Figuring out your Halloween costume this weekend -- Much like those term papers that haunted my school days, I always wait too long to think about a costume for our mandatory dress-up day. This year, I'm going to try to remember to give it some thought early -- particularly with no Packers game to watch. And then, I'll forget and wait until the last minute, when all the good costumes / ideas are taken. --Drew Olson
Gant -- Gant's clothing line for men has really become nice in the past four or five years. Colorful, wearable and trendy -- but not too trendy -- it mixes youth and tradition very well. Under the watchful eye of President and CEO Ari Hoffman, Gant is still making waves in men's fashion. Hoffman is in town tonight (Thursday) for Aala Reed's anniversary party. Stop by, say hello and check out the cool new styles. --J.S.
The Yellowhammers -- A new CD showed up on my desk this week and while I didn't immediately recognize the band's name -- The Yellowhammers -- I did think the cover art looked rather familiar. I opened the digipak to discover I was right: Cover art by Jon Langford , the sleeve read. And as it turns out, the self-titled record (Up Records) was produced by the Chicago-based musical legend, who is perhaps best known for his punk band The Mekons or, later, his The Waco Brothers. Langford also makes a musical appearance on this very twangy, heartfelt record by contributing mandolin on a few tracks. The result is Americana at its finest: Harmonica, grit and poetry. The accompanying press release alerted me to the band's record release show (Nov. 21 Berwyn, Ill. at Fitzgeralds Nightclub), but, sadly, little else. It left me with the promise that this very good band would be touring through Chicago, Wisconsin and Minnesota later this year. --Julie Lawrence
"Thirteen" -- Heard this awesome Big Star song playing on a sitcom recently. It might have been "That ‘70s Show," but I'm not sure. It's just an awesome track that will make you want to download "#1 Record," if you haven't already. --D.O.

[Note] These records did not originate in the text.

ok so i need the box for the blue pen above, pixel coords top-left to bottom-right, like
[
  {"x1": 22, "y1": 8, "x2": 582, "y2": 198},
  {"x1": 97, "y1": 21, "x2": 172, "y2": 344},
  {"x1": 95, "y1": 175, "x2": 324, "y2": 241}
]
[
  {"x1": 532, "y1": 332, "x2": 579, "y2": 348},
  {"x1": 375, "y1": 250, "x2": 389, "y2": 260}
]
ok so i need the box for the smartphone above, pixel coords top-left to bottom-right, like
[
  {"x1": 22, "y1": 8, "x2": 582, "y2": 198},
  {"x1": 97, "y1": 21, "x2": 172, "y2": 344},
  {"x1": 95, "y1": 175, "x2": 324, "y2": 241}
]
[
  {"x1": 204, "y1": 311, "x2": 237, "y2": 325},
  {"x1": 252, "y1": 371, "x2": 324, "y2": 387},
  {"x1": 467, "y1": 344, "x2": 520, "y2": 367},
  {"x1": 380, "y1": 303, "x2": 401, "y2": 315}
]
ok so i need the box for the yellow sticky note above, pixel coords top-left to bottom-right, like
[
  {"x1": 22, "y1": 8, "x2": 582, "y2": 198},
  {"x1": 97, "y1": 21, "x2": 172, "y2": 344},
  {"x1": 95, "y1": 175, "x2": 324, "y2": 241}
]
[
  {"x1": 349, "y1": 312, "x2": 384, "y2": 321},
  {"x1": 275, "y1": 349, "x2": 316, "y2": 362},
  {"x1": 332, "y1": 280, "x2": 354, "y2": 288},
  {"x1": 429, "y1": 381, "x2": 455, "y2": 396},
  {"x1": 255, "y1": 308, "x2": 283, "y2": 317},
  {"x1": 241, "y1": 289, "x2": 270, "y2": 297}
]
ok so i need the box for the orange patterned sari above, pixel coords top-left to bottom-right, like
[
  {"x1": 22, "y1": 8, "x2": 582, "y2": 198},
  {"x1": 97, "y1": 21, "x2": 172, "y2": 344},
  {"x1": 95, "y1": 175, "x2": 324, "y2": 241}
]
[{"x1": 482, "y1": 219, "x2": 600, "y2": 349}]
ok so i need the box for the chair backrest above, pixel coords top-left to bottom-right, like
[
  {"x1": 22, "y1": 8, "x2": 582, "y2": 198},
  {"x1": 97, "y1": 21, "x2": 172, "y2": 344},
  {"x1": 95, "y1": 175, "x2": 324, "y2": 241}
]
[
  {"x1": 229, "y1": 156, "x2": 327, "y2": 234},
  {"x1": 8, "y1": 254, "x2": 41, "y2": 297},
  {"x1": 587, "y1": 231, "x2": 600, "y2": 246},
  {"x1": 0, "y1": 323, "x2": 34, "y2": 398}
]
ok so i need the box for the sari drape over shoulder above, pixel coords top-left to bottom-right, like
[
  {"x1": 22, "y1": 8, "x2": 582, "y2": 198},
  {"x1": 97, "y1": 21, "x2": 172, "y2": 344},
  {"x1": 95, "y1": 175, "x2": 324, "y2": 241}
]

The drinkability of Coors Light -- Call me crazy, but my current "macro" brew of choice is Coors Light. A few weekends ago I was at a party and it was my only beer option. So, I dove in. The "turn blue if they're cold" cans are kinda cool and since it's owned by MillerCoors I can feel OK about supporting a "local" brewery. It's drinkable, slightly sweet and only a bit skunky. But the high carbonation makes it go down like ginger ale and, not that I condone this, but you can easily drink five or six of these and be none the wiser. Real beer fans may shun Coors Light, but it's an easy drinking alternative. --J.S.